Colocasia leaves chutney/ kesuvina yele chutney recipe
Colocasia leaves/ Kesuvina soppu is used commonly for its well-known dish called “Pathrode” and its several variations. But it also lends itself for many other dishes including Chutneys. I also already posted patrode recipe you can check it out in my blog. The link is given below.
https://www.houseofthouts.com/2023/07/patrode-recipe.htmlINGREDIENTS:
SERVES : 3
• 6 colocasia leaves/ kesuvina yele
• 2 green chilli (add as your taste)
• 2 dried red chilli
• 1 tsp coriander seeds
• Lemon size tamarind
• 1 cup grated coconut
• ½ tbsp rock salt
• 1 cup water
for chutney tempering:
• 2 tbsp oil
• ½ tsp mustard
• 1 tsp urad dal
• 7 pods Garlic
METHOD:
• firstly, wash and chop the colocasia leaves/kesuvina yele
• In a vessel add chopped colocasia leaves, 2 green chilli( if you want more spicy you can add more), 2 red chillies, 1 tsp coriander seeds, 1 lemon size tamarind, 1 cup water. Bring it to boil.

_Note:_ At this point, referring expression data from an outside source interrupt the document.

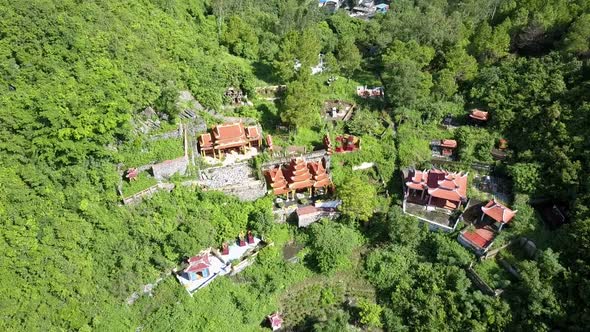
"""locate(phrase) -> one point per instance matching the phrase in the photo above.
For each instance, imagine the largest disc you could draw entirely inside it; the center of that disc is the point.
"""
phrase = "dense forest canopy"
(75, 74)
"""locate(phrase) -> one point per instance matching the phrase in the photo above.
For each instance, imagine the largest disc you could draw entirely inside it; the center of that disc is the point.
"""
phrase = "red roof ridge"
(498, 211)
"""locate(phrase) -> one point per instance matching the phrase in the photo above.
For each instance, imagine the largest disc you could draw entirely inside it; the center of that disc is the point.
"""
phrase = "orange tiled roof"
(253, 133)
(479, 115)
(205, 141)
(448, 143)
(481, 237)
(440, 184)
(498, 212)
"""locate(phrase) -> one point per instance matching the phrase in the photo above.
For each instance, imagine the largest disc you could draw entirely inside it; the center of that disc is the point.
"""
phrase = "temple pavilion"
(298, 176)
(493, 218)
(229, 137)
(437, 188)
(478, 116)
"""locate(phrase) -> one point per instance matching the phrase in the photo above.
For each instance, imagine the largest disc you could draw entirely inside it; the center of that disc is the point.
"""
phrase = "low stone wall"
(138, 197)
(236, 180)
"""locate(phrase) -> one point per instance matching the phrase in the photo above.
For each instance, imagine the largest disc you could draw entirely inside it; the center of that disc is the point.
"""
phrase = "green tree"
(526, 177)
(370, 313)
(348, 56)
(331, 245)
(301, 107)
(578, 36)
(240, 38)
(359, 198)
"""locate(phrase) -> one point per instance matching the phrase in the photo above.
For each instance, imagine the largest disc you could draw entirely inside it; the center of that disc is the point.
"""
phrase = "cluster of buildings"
(366, 92)
(493, 218)
(344, 143)
(439, 198)
(298, 175)
(200, 270)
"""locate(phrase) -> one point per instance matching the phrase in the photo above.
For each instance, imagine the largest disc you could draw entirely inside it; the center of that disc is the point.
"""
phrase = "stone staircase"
(236, 180)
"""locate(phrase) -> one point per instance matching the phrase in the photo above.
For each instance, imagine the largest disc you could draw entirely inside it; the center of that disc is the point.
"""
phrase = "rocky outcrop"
(236, 180)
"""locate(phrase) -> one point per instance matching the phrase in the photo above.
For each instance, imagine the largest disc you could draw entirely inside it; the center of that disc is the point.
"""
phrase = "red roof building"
(229, 136)
(198, 267)
(296, 176)
(479, 115)
(441, 188)
(497, 212)
(480, 239)
(483, 236)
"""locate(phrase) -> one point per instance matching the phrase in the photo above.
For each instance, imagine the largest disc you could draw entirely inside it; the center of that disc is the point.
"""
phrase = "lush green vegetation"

• Boil for 10 min or until leaves turn soft. Switch off the flame.
• Once it cools completely, transfer it to the blender. Add 1 cup coconut, ½ tbsp salt. add little water. grind to a coarse paste.
• now prepare the tempering, by heating 2 tsp oil.
• add ½ tsp mustard, 1 tsp urad dal , garlic splutter the tempering.
• finally, pour over to the chutney and enjoy with hot steamed rice with coconut oil.